If you don’t quit, the Chromium process stays hanging around burning CPU and memory. I’ve had a server with 15 zombie Chrome processes eating 3GB of RAM because an ensure was missing.

The Future (Or: It’s Going to Get Worse)

The trend is clear: sites are getting harder to access programmatically. Every quarter, the DataDomes and Cloudflares of the world add new detection techniques. Headless Chrome gets more similar to real Chrome — but the detectors keep up.

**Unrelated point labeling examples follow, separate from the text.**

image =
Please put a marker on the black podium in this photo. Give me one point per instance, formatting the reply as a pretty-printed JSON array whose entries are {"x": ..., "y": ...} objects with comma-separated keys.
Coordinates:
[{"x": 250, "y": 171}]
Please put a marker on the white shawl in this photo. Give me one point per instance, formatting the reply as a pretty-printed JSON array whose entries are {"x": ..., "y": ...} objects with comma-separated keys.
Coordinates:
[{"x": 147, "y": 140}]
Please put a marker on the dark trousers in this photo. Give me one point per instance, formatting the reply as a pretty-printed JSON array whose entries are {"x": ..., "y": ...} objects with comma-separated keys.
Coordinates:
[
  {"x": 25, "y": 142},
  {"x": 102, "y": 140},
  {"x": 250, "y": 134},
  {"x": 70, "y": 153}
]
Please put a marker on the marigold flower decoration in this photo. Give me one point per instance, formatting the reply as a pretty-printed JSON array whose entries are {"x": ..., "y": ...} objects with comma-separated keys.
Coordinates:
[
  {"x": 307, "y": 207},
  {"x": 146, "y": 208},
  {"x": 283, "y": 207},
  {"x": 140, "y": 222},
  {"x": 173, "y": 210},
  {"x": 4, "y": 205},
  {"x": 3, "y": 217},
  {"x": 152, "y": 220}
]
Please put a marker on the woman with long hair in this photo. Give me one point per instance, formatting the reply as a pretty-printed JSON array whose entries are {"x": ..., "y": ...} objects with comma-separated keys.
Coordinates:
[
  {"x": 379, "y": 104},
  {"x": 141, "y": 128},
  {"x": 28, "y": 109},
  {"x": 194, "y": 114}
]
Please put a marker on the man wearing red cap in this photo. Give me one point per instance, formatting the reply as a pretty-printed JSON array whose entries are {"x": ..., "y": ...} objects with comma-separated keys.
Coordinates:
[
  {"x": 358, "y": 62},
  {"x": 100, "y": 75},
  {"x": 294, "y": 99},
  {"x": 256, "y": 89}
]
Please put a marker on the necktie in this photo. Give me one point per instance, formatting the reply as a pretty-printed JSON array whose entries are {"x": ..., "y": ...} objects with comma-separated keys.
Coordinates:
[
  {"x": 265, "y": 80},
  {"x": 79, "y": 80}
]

The web that was born open and machine-readable is becoming a walled garden. Even RSS, which is trivial to implement and useful to everyone, is being abandoned by many sites — because they don’t want their data read outside the context (and the ads) of the original site.

For anyone building systems that aggregate information, the playbook is:

1. Use APIs and feeds whenever they exist. More stable, faster, more respectful
2. Keep a stealth browser for SPAs that have no alternative
3. Never hardcode CSS selectors. Sites with CSS-in-JS change class names on every deploy. Identify elements by structural properties (URL length, clustering, title size) that survive redesigns
4. Detect blocks and fail gracefully — og:description as fallback, title extracted from the URL as a last resort
5. Never depend on a single access method. The site that works today may block tomorrow
6. Accept that some sites are inaccessible. If DataDome won’t allow it, the data will have to come from another source

The web in 2026 is a battlefield between those who want to read and those who want to control the reading. But in the long run, the creativity of those who want to access data wins — but it costs more effort every year. And, contrary to what I thought at the beginning: it’s never simple.